# How do you use the half-equation to represent oxidation-reduction reactions?

Mar 22, 2016

The half equation method features the loss or or gain of electrons as ACTUAL particles in order to balance redox equations.

#### Explanation:

Let's represent the oxidation of aluminum to give alumina, $A {l}_{2} {O}_{3}$.

This ionic species features $A {l}^{3 +}$ and ${O}^{2 -}$ ions. Since the charge on the elemental ion is the oxidation state, we can speak of $A l \left(I I {I}^{+}\right)$ and $O \left(- I I\right)$.

$\text{Oxidation (electron loss from zerovalent aluminum):}$

$A {l}^{0} \rightarrow A {l}^{3 +} + 3 {e}^{-}$ $\left(i\right)$

$\text{Reduction (electron gain to zerovalent oxygen):}$

${O}_{2}^{0} + 4 {e}^{-} \rightarrow 2 {O}^{2 -}$ $\left(i i\right)$

In each redox equation, charge and mass is conserved, as it must be.

In the final equation, we wish to eliminate electrons, because these are hypothetical particles: so we cross-multiply, $2 \times \left(i\right) + 3 \times \left(i i\right) =$

$2 A l + 3 {O}_{2} \rightarrow 2 A {l}_{2} {O}_{3}$

Now this was simply a combustion reaction, which is intuitively easy to solve. Try the oxidation of elemental sulfur to $S \left(V I\right)$, as in $S {O}_{4}^{2 -}$. Sulfur loses 6 electrons.

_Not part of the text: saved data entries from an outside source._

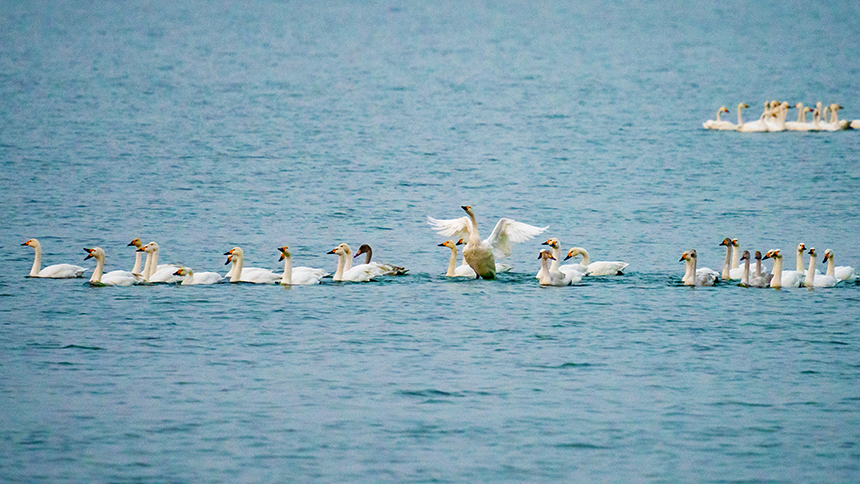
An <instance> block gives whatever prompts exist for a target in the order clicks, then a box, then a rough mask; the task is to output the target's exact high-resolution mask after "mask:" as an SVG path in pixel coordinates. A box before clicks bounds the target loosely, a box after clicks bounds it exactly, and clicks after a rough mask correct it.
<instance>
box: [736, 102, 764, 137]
mask: <svg viewBox="0 0 860 484" xmlns="http://www.w3.org/2000/svg"><path fill="white" fill-rule="evenodd" d="M769 104H770V103H765V109H764V112H763V113H761V116H759V118H758V121H750V122H749V123H742V122H741V114H740V112H741V109H745V108H748V107H749V106H747V105H746V104H743V107H742V108H739V109H738V131H741V132H744V133H761V132H764V131H767V123H766V122H765V118H766V117H767V116H770V109H769Z"/></svg>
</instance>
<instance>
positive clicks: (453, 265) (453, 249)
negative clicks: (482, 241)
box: [439, 239, 475, 278]
mask: <svg viewBox="0 0 860 484" xmlns="http://www.w3.org/2000/svg"><path fill="white" fill-rule="evenodd" d="M462 243H463V239H460V240H459V241H458V242H457V243H454V242H451V241H450V240H446V241H445V242H442V243H441V244H439V247H447V248H449V249H451V258H450V259H449V260H448V271H447V272H445V277H471V278H474V277H475V271H474V269H472V268H471V267H469V264H466V263H465V260H464V263H463V264H462V265H459V266H458V265H457V246H458V245H461V244H462Z"/></svg>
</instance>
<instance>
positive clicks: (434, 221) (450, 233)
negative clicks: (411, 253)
mask: <svg viewBox="0 0 860 484" xmlns="http://www.w3.org/2000/svg"><path fill="white" fill-rule="evenodd" d="M460 208H462V209H463V210H464V211H465V212H466V214H467V215H468V217H460V218H455V219H448V220H437V219H435V218H433V217H429V216H428V217H427V223H429V224H430V226H431V227H432V228H433V230H434V231H436V233H438V234H440V235H442V236H445V237H451V236H454V237H464V238H465V237H466V236H468V242H467V243H466V247H465V248H464V249H463V258H464V259H465V260H466V262H467V263H468V264H469V266H470V267H471V268H472V269H473V270H474V271H475V274H476V277H480V278H483V279H495V278H496V272H497V270H496V259H495V258H496V257H509V256H510V255H511V251H512V249H513V247H512V244H513V243H515V242H525V241H526V240H529V239H531V238H534V237H536V236H537V235H539V234H540V233H541V232H543V231H544V230H546V229H548V228H549V227H543V228H540V227H535V226H534V225H528V224H525V223H522V222H517V221H515V220H511V219H507V218H501V219H499V221H498V222H497V223H496V227H495V228H494V229H493V232H492V233H491V234H490V236H489V237H487V238H486V239H484V240H481V236H480V233H479V231H478V222H477V220H476V218H475V212H474V211H473V210H472V207H471V206H469V205H463V206H462V207H460Z"/></svg>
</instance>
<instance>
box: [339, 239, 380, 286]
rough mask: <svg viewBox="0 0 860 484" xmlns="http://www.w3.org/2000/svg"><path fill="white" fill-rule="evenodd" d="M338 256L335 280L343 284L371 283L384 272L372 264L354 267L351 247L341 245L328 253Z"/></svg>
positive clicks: (341, 244)
mask: <svg viewBox="0 0 860 484" xmlns="http://www.w3.org/2000/svg"><path fill="white" fill-rule="evenodd" d="M328 253H329V254H335V255H337V270H335V273H334V277H333V279H334V280H335V281H338V282H340V281H343V282H370V281H372V280H373V279H374V278H375V277H377V276H381V275H382V272H381V271H380V270H379V269H378V268H376V267H373V266H372V265H370V264H359V265H357V266H354V267H353V265H352V251H351V250H350V249H349V245H347V244H345V243H344V244H340V245H338V246H337V247H335V248H334V249H332V250H330V251H329V252H328Z"/></svg>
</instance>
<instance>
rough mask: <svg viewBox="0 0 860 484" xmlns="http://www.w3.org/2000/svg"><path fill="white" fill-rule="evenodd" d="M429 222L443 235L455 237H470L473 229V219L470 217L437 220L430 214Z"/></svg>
mask: <svg viewBox="0 0 860 484" xmlns="http://www.w3.org/2000/svg"><path fill="white" fill-rule="evenodd" d="M427 223H428V224H430V227H432V228H433V230H434V231H435V232H436V233H438V234H439V235H443V236H445V237H451V236H453V238H455V239H465V238H468V237H469V231H470V230H471V229H472V221H471V220H469V217H460V218H452V219H449V220H437V219H435V218H433V217H430V216H428V217H427Z"/></svg>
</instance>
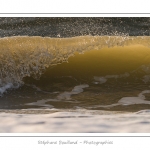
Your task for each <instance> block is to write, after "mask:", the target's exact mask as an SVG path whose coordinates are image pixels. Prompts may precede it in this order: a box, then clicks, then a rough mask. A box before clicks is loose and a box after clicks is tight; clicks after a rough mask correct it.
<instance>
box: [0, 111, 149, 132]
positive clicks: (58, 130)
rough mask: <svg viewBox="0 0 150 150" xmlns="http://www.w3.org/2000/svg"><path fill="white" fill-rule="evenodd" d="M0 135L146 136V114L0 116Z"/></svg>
mask: <svg viewBox="0 0 150 150" xmlns="http://www.w3.org/2000/svg"><path fill="white" fill-rule="evenodd" d="M0 120H1V124H0V132H4V133H17V132H20V133H23V132H28V133H41V132H42V133H44V132H45V133H50V132H52V133H67V132H68V133H85V132H87V133H91V132H95V133H101V132H102V133H110V132H113V133H119V132H120V133H125V132H128V133H133V132H137V133H149V132H150V111H144V112H141V111H140V112H137V113H127V114H124V113H122V114H114V113H112V114H111V112H110V113H109V114H107V113H106V114H105V113H104V114H103V115H102V114H101V115H99V114H98V115H92V114H90V113H88V112H87V113H86V112H85V113H82V112H67V111H66V112H56V113H51V114H38V115H37V114H13V113H0Z"/></svg>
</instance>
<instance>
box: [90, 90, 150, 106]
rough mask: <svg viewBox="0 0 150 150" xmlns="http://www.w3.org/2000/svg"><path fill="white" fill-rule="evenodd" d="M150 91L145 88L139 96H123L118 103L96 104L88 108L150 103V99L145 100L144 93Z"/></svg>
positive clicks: (146, 92)
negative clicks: (118, 105) (107, 104)
mask: <svg viewBox="0 0 150 150" xmlns="http://www.w3.org/2000/svg"><path fill="white" fill-rule="evenodd" d="M146 93H150V90H144V91H142V92H141V93H139V94H138V96H137V97H123V98H121V99H120V100H119V101H118V103H114V104H111V105H96V106H91V107H88V108H98V107H105V108H107V107H114V106H118V105H134V104H150V101H148V100H145V96H144V94H146Z"/></svg>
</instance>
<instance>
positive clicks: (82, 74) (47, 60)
mask: <svg viewBox="0 0 150 150" xmlns="http://www.w3.org/2000/svg"><path fill="white" fill-rule="evenodd" d="M0 45H1V55H0V66H1V68H0V69H1V70H0V71H1V74H0V79H1V87H4V86H6V85H7V84H11V85H12V86H14V87H15V86H18V85H19V84H22V83H23V81H22V79H23V78H24V77H27V76H28V77H30V76H32V77H34V78H40V77H41V75H42V74H43V73H44V72H46V71H47V72H50V73H49V76H78V77H80V76H83V75H85V76H98V75H99V76H105V75H112V74H121V73H125V72H128V73H129V72H131V71H134V70H135V69H137V68H138V67H141V66H143V68H144V66H145V70H144V71H146V72H148V71H149V70H146V65H149V64H150V53H149V51H150V49H149V45H150V38H149V37H123V36H111V37H110V36H83V37H73V38H59V39H58V38H49V37H28V36H26V37H7V38H1V39H0ZM64 62H67V63H64ZM68 62H69V63H68ZM60 64H61V65H60ZM51 66H55V67H53V69H51V68H50V67H51ZM147 69H148V68H147ZM137 76H138V74H137ZM8 87H11V86H8ZM6 89H7V87H6ZM1 91H2V92H3V91H4V90H1ZM2 92H1V93H2Z"/></svg>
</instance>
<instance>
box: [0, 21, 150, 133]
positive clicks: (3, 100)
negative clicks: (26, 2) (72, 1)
mask: <svg viewBox="0 0 150 150" xmlns="http://www.w3.org/2000/svg"><path fill="white" fill-rule="evenodd" d="M149 21H150V20H149V18H0V36H1V37H0V111H1V114H0V115H1V118H2V120H3V121H4V122H5V121H6V122H7V120H5V118H4V116H5V117H7V118H10V120H13V121H12V122H15V123H16V124H18V126H22V128H21V129H22V130H18V129H17V127H15V125H12V126H11V129H9V127H8V128H7V127H6V128H5V129H4V128H3V126H1V128H2V129H1V132H123V131H124V132H149V129H148V125H149V121H150V118H149V112H150V37H149V33H150V32H149ZM6 113H7V114H8V115H7V114H6ZM18 114H22V116H21V118H20V117H19V116H18ZM37 114H38V115H39V116H41V115H42V114H47V115H49V117H50V118H53V119H52V120H51V121H52V122H51V126H52V127H53V128H52V129H49V130H48V129H45V128H44V126H47V124H50V122H49V121H50V120H48V118H47V117H48V116H47V115H43V116H41V117H40V118H41V119H42V120H44V121H43V122H44V123H43V124H42V126H43V128H40V129H39V130H38V131H37V130H34V129H33V130H30V129H29V128H28V127H27V126H26V125H24V124H23V122H27V123H29V124H30V121H28V119H27V120H25V119H26V117H29V118H34V119H33V120H32V121H33V122H34V121H35V122H34V123H33V124H35V125H33V128H34V126H36V125H37V126H38V123H36V121H37V122H39V121H40V120H38V118H36V117H35V116H37ZM9 116H12V117H9ZM115 116H118V120H115V118H116V117H115ZM17 117H18V118H20V119H19V120H18V119H16V118H17ZM62 117H63V118H66V121H62V120H61V118H62ZM88 117H89V120H88ZM44 118H45V119H44ZM55 118H60V120H61V121H62V123H63V124H64V127H63V126H62V127H60V124H57V121H58V122H60V120H56V119H55ZM74 118H75V119H74ZM81 118H82V119H84V121H85V122H84V123H79V124H78V125H77V124H76V123H75V120H76V121H80V119H81ZM122 118H123V119H122ZM133 118H135V119H136V120H135V121H136V123H135V122H134V123H135V125H137V126H138V127H139V128H140V129H141V130H138V131H137V130H135V128H134V126H133V124H132V123H133V122H132V121H133V120H134V119H133ZM21 119H22V121H21V122H20V120H21ZM95 119H97V120H99V121H98V122H97V123H96V124H94V125H90V126H89V127H88V128H87V130H85V126H86V125H87V124H89V122H90V121H92V122H93V120H95ZM108 119H110V120H112V126H111V125H109V127H108V124H110V123H109V121H107V120H108ZM132 119H133V120H132ZM143 119H144V121H145V120H146V122H147V123H146V124H145V123H143V122H144V121H143ZM120 120H122V124H124V123H126V124H128V125H129V126H130V125H131V124H132V125H131V126H130V127H128V126H122V125H121V123H120ZM32 121H31V122H32ZM116 123H117V124H118V128H117V126H116ZM31 124H32V123H31ZM102 124H105V126H102ZM72 125H76V126H77V128H78V129H79V128H80V129H81V130H78V129H77V128H76V129H74V130H73V129H71V126H72ZM6 126H7V124H6ZM98 126H99V128H98ZM144 126H145V128H143V127H144ZM66 127H67V128H66ZM68 127H69V128H68ZM58 128H59V130H57V129H58Z"/></svg>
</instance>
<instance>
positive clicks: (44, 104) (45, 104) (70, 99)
mask: <svg viewBox="0 0 150 150" xmlns="http://www.w3.org/2000/svg"><path fill="white" fill-rule="evenodd" d="M86 87H89V85H88V84H82V85H78V86H75V87H74V88H73V89H72V91H71V92H63V93H61V94H59V95H58V96H57V97H56V98H55V99H46V100H38V101H37V102H32V103H27V104H26V105H30V106H42V107H45V108H53V106H52V105H49V104H46V103H47V102H50V101H55V102H57V101H61V100H71V95H74V94H79V93H81V92H83V88H86Z"/></svg>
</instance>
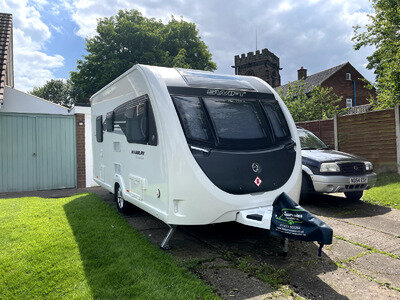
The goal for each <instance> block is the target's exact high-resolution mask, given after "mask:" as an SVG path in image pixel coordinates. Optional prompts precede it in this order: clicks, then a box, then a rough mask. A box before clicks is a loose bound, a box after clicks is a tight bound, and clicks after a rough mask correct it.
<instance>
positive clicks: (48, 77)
mask: <svg viewBox="0 0 400 300" xmlns="http://www.w3.org/2000/svg"><path fill="white" fill-rule="evenodd" d="M44 5H47V1H45V0H36V1H33V2H32V4H31V3H28V1H27V0H14V1H12V2H11V1H5V0H0V7H2V11H3V12H8V13H12V14H13V26H14V76H15V87H16V88H18V89H20V90H23V91H29V90H31V89H32V88H33V87H35V86H40V85H43V84H44V83H45V82H46V81H47V80H50V79H52V78H54V76H53V73H52V69H54V68H60V67H62V66H63V65H64V58H63V57H62V56H60V55H48V54H46V53H45V48H44V46H45V43H46V41H48V40H49V39H50V37H51V32H50V29H49V27H48V26H47V25H46V24H45V23H44V22H43V21H42V20H41V16H40V13H39V10H40V9H42V8H43V6H44Z"/></svg>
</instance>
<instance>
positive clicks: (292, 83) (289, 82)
mask: <svg viewBox="0 0 400 300" xmlns="http://www.w3.org/2000/svg"><path fill="white" fill-rule="evenodd" d="M346 64H348V62H346V63H344V64H341V65H338V66H336V67H333V68H330V69H327V70H324V71H321V72H319V73H315V74H313V75H310V76H308V77H307V78H306V79H305V80H304V83H305V87H304V89H305V92H306V93H309V92H311V90H312V89H313V87H315V86H318V85H320V84H321V83H323V82H324V81H325V80H327V79H328V78H329V77H331V76H332V75H333V74H335V73H336V72H337V71H339V70H340V69H341V68H343V67H344V66H345V65H346ZM297 81H298V80H296V81H293V82H289V83H287V84H285V85H281V86H277V87H275V88H274V89H275V91H276V92H279V90H280V89H282V90H283V94H284V95H285V94H286V92H287V90H288V89H289V86H290V85H291V84H294V83H296V82H297Z"/></svg>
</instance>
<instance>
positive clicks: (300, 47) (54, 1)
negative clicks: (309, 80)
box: [0, 0, 374, 91]
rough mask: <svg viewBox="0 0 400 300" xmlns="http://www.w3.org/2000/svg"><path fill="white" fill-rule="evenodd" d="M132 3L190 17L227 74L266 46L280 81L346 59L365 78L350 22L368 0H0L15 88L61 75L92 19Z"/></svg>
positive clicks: (164, 16)
mask: <svg viewBox="0 0 400 300" xmlns="http://www.w3.org/2000/svg"><path fill="white" fill-rule="evenodd" d="M120 9H138V10H139V11H141V12H142V14H143V15H144V16H146V17H155V18H156V19H161V20H162V21H163V22H165V23H166V22H168V21H169V20H170V19H171V15H174V16H175V17H176V18H183V19H184V20H186V21H190V22H194V23H196V25H197V27H198V29H199V34H200V36H201V38H202V40H203V41H204V42H205V43H206V44H207V45H208V47H209V50H210V52H211V54H212V59H213V61H214V62H215V63H216V64H217V68H218V69H217V70H216V73H222V74H234V69H233V68H232V67H231V66H232V65H233V59H234V56H235V55H237V54H241V53H247V52H250V51H255V50H256V31H257V40H258V48H257V49H263V48H268V49H269V50H270V51H271V52H273V53H275V55H277V56H278V57H279V58H280V64H281V67H282V68H283V69H282V71H281V79H282V80H281V82H282V84H285V83H287V82H289V81H293V80H296V79H297V70H298V69H299V68H300V67H301V66H303V67H304V68H306V69H307V70H308V74H309V75H311V74H314V73H317V72H319V71H322V70H325V69H328V68H330V67H333V66H336V65H339V64H342V63H344V62H347V61H349V62H350V63H351V64H352V65H353V66H354V67H355V68H356V69H357V70H358V71H359V72H360V73H361V74H362V75H364V76H365V77H366V78H367V79H368V80H371V81H373V80H374V74H373V72H372V71H371V70H367V69H366V65H367V57H368V56H369V55H371V54H372V52H373V49H372V48H362V49H361V50H359V51H355V50H354V49H353V42H352V40H351V38H352V35H353V26H355V25H361V26H362V25H365V24H366V23H367V22H368V14H370V13H372V7H371V3H370V1H369V0H352V1H349V0H283V1H280V0H275V1H271V0H269V1H267V0H253V1H249V0H136V1H131V0H103V1H98V0H97V1H96V0H30V1H28V0H0V12H7V13H12V14H13V25H14V73H15V88H17V89H19V90H22V91H30V90H32V89H33V87H35V86H42V85H43V84H45V83H46V82H47V81H48V80H50V79H60V78H64V79H66V78H68V77H69V72H70V71H74V70H75V69H76V61H77V60H78V59H81V58H82V55H84V54H85V38H89V37H93V36H94V35H95V34H96V24H97V19H99V18H102V17H110V16H112V15H115V14H116V13H117V12H118V10H120Z"/></svg>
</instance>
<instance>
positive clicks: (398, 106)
mask: <svg viewBox="0 0 400 300" xmlns="http://www.w3.org/2000/svg"><path fill="white" fill-rule="evenodd" d="M394 120H395V122H396V149H397V151H396V154H397V173H398V174H399V175H400V117H399V105H398V104H397V105H396V106H395V107H394Z"/></svg>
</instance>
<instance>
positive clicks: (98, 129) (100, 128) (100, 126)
mask: <svg viewBox="0 0 400 300" xmlns="http://www.w3.org/2000/svg"><path fill="white" fill-rule="evenodd" d="M96 140H97V142H98V143H101V142H102V141H103V116H98V117H97V118H96Z"/></svg>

$S \rightarrow S {O}_{4}^{2 -} + 6 {e}^{-}$

Balance the oxygens (using water)

$S + 4 {H}_{2} O \rightarrow S {O}_{4}^{2 -} + 6 {e}^{-}$

Now balance the hydrogens:

$S + 4 {H}_{2} O \rightarrow S {O}_{4}^{2 -} + 8 {H}^{+} + 6 {e}^{-}$

Again, both mass and CHARGE are balanced, as required. We need a corresponding reduction reaction to ACCEPT the electrons.

Another reaction, oxidation of ammonia to nitric oxide:

${N}^{- I I I} {H}_{3} + 2 {H}_{2} O \rightarrow {N}^{+ I V} {O}_{2} + 7 {H}^{+} + 7 {e}^{-}$

Is this reaction balanced with respect to mass and charge? Why?